Itel A60 Itel A60s
- Manufacturer: Itel Mobile
- First released: A60: February 2023 A60s: July 2023 (India)
- Colors: A60: Dawn Blue, Vert Menthe, Sapphire Black A60s: Shadow Black, Glacier Green, Moonlit Violet
- Operating system: A60: Android 12 (Go edition) A60s: Android 12
- CPU: Quad-core 1.4 GHz
- GPU: Mali-T820 MP1
- Memory: 2GB RAM (A60), 4GB RAM (A60s)
- Storage: A60: 32GB A60s: 64GB/128GB
- Removable storage: microSDXC
- SIM: Dual SIM
- Battery: 5000 mAh
- Charging: 10W wired
- Rear camera: A60: Dual 8 MP 0.3 MP A60s: Dual 8 MP (wide) 0.08 MP (auxiliary lens)
- Front camera: 5 MP
- Display: IPS LCD; 6.6 inches; 720 x 1612 resoluion (20:9 ratio); 267 ppi
- Data inputs: Rear-mounted fingerprint, accelerometer, proximity
- Website: https://www.itel-life.com/ng/products/phone/a-series/a60

= Itel A60 =

Android budget smartphones manufactured by Itel Mobile

The itel A60 is a series of Android budget smartphones developed and manufactured by Itel Mobile. It was first announced in 2022. In February 2023, the initial release in Nigeria with Airtel commenced, followed by India in March 2023.

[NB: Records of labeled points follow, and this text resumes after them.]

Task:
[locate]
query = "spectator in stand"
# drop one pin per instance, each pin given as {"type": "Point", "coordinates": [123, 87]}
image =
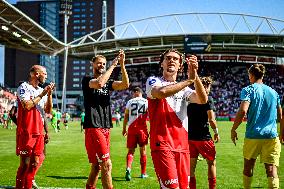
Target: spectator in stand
{"type": "Point", "coordinates": [66, 119]}
{"type": "Point", "coordinates": [117, 118]}
{"type": "Point", "coordinates": [32, 102]}
{"type": "Point", "coordinates": [135, 116]}
{"type": "Point", "coordinates": [261, 103]}
{"type": "Point", "coordinates": [200, 116]}
{"type": "Point", "coordinates": [98, 120]}
{"type": "Point", "coordinates": [5, 119]}
{"type": "Point", "coordinates": [82, 116]}
{"type": "Point", "coordinates": [167, 101]}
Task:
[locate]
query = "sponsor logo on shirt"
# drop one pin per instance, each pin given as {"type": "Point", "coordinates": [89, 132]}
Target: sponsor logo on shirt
{"type": "Point", "coordinates": [23, 152]}
{"type": "Point", "coordinates": [22, 91]}
{"type": "Point", "coordinates": [105, 155]}
{"type": "Point", "coordinates": [171, 181]}
{"type": "Point", "coordinates": [152, 81]}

The itel A60s was officially available in July 2023 in India.

The A60 is powered by the 28nm Unisoc SC9832E chipset, while the A60S is powered by the 22nm Unisoc SC9863A1 chipset. Both smartphones feature a 5000 mAh battery, the same display, and an 8 MP main camera and a 5 MP front camera. As for other budget phones, both the main and front cameras can record a 720p video at 30 fps.